These groups are family based, some of them in their third or fourth generation, and they tend to have healthy balance sheets, and are traditionally alien to venture capital.

 

For a few years now they have been seeking no only to expand their production to other meats, such as poultry, beef, goats, Iberian, etc, but also to vertically integrate to increase its margins, control traceability and take advantage of its excellent relationships, sometimes mutually dependent, with large distribution.

 

 

Thus, the following are the most recent operations showing this trend[4]:

   Vall Companys has entered the poultry sector with the purchase of Inasur (16 M chickens and sales of € 67.2 M in 2019), just one year after becoming the majority shareholder of Carnes y Alimentos Mas Crespo. Furthermore, they have reached a collaboration agreement, together with El Pozo Alimentación, to manage the Frimancha beef processing center in Valdepeñas (Ciudad Real).

 

   Grupo Costa acquired Aviserrano (turnover of € 315 million), which works with both fresh and frozen turkey and chicken meat. In recent years, it also acquired Casademont and Industrias Cárnicas Villar.

 

   Cañigueral already acquired Far Jamón Serrano and Embutidos Caseros Collell before 2020.

 

   In 2020 Casa Tarradellas closed the purchase of 60% of the German meat processor Herta, until now controlled by Nestlé, valuing the company at € 690 million, slightly more than its sales for the same year. Herta sells to six EU countries, but it will be controlled by Tarradellas from Spain. This way, it complements the acquisition of Incarlopsa and its status as Mercadona's strategic supplier in the meat store.

 

   Grupo Uvesa entered the capital of Belloterra, an acorn-fed ham company in Los Pedroches, diversifying meat production in general and Iberian pork in particular. It also purchased Cobur, a specialist in wholesale poultry cutting.

 

   Noel Alimentaria followed more in the wake of verticalization with the purchase in 2019 and 2020 of Llescats Calet, Font Verdaguer and Embutidos Sadisa, all of them producers of final products.
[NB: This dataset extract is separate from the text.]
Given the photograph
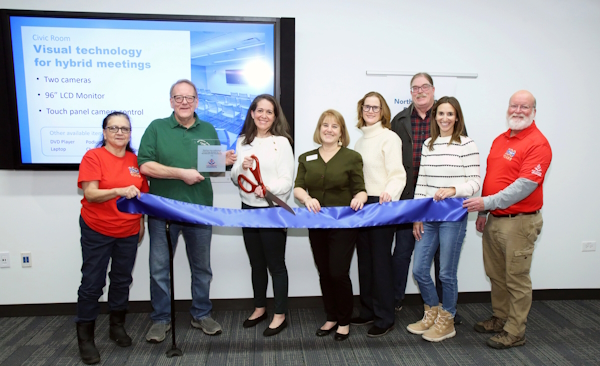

In May of this year it acquired Tap Tap Precuinat, following purchases such as Sensi and Precooked dishes.

 

In short, a full on race where the big players aim to increase their production as well as their share of the Spanish stomach, while the smaller players have to specialize and go for a more segmented market in tastes, presentations, range and product.

 

In this acquisition path, the entry of large and medium-sized competitors in acorn-fed ham, diverse meats and ecological and sustainable production makes sense, beyond maintaining their traditional range. Acquiring companies with new food technologies that can improve production in various phases of the process should also be a good choice.

 

Nevertheless, investment in Spain is not the only strategy: The high historical export quotas of companies in the sector, which have tripled in recent years, and the importance of China as a receiving market, with 635,000 tons in 2019 [5], suggest that the future challenge of these large groups seems to be further out of their comfort zone, establishing permanent operations in China via acquisition, merger or partnership with a Chinese group.

 

Therefore, it should make sense for the large Spanish meat groups to establish operations in this country to reduce the risk of abrupt decisions by the Xi Jinping government, such as those it made regarding German pork exports, increase its margin and have more control of the product and the distribution chain. The first to establish a permanent alliance to produce and market pork in China may be the winner.



[1] ASCRI. Informe 2020

[2] Ministerio Agricultura, Pesca y Alimentación. Informes 2020

[3] Ventas publicadas por la empresa año 2019

[4] Elaboración propia, Cap&Corp, Alimarket.

[5] Las exportaciones extracomunitarias de carne de cerdo han pasado de 374 mil Tn en 2014 a 1110 mil Tn en 2019, representando China el 57,3% de dichas exportaciones. DataComex. AEAT.